Si era capaz de resucitar la palabra y ocuparse en algo que llenara sus horas, tal vez podría apartar a La Otra de su vida. Tal vez podría conseguir algo de paz en esa espera sin fin.

Lo tenía todo preparado. Semana tras semana, con mucha paciencia había ido despegando las páginas, removiendo manchas y partículas de lodo, empleando con mucho cuidado el bisturí. Todas las inmundicias que se habían comido palabras, frases y episodios enteros, ya no estaban. Después, con la goma de piel de ciervo, había acabado de limpiar los últimos residuos adheridos y, finalmente, hoja a hoja, el libro entero había pasado por el baño.
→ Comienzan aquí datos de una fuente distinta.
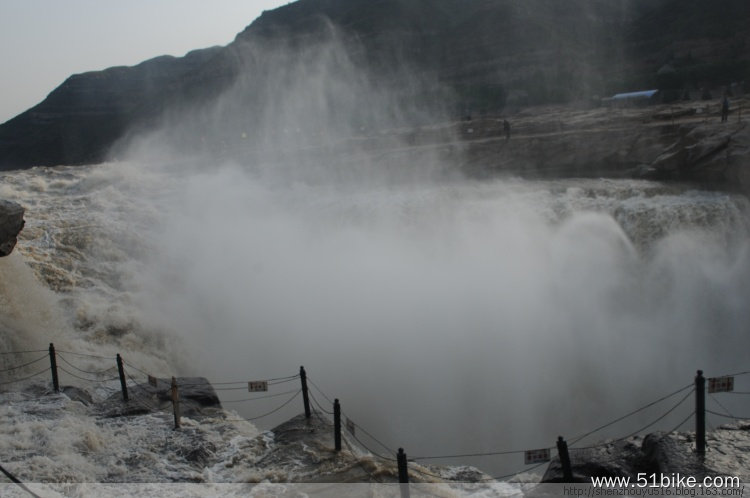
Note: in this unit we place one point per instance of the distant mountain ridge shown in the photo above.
(489, 53)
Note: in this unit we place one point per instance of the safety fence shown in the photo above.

Ahora, después de haber realizado las tareas menos gratificantes, estaba listo para ser rehabilitado. Iba a devolverle la vida a aquel libro que agonizaba.

Encendió la luz de la mesa y, antes de empezar a trabajar las páginas rotas, repasó su gramaje. Buscó entre las resmas de papel japonés el que más se le parecía y lo colocó debajo de la primera hoja a restaurar para tomar de ésta el faltante.

Mientras trabajaba con el punzón, los pinceles, los pegamentos y los papeles, su imaginación empezó a volar por encima de los años y los siglos. En medio del silencio y la soledad de la clase, comenzaron a desfilar imágenes y sonidos: carruajes brillando en la noche, aullidos de lobos, fango y piedras, caballos desbocados, relinchos y gritos. En su mente se escribían acciones cargadas de tensión que imprimían fuerza al relato.

Las palabras volvían, primero a tientas, dando golpes de ciego; después, fluidas. Una a una, se ponían en fila convertidas en frases coherentes.

No esperó a que las hojas se secaran. Las escribía sobre el papel japonés sin corregirlas ni pensarlas, como cuando había escrito su primer cuento.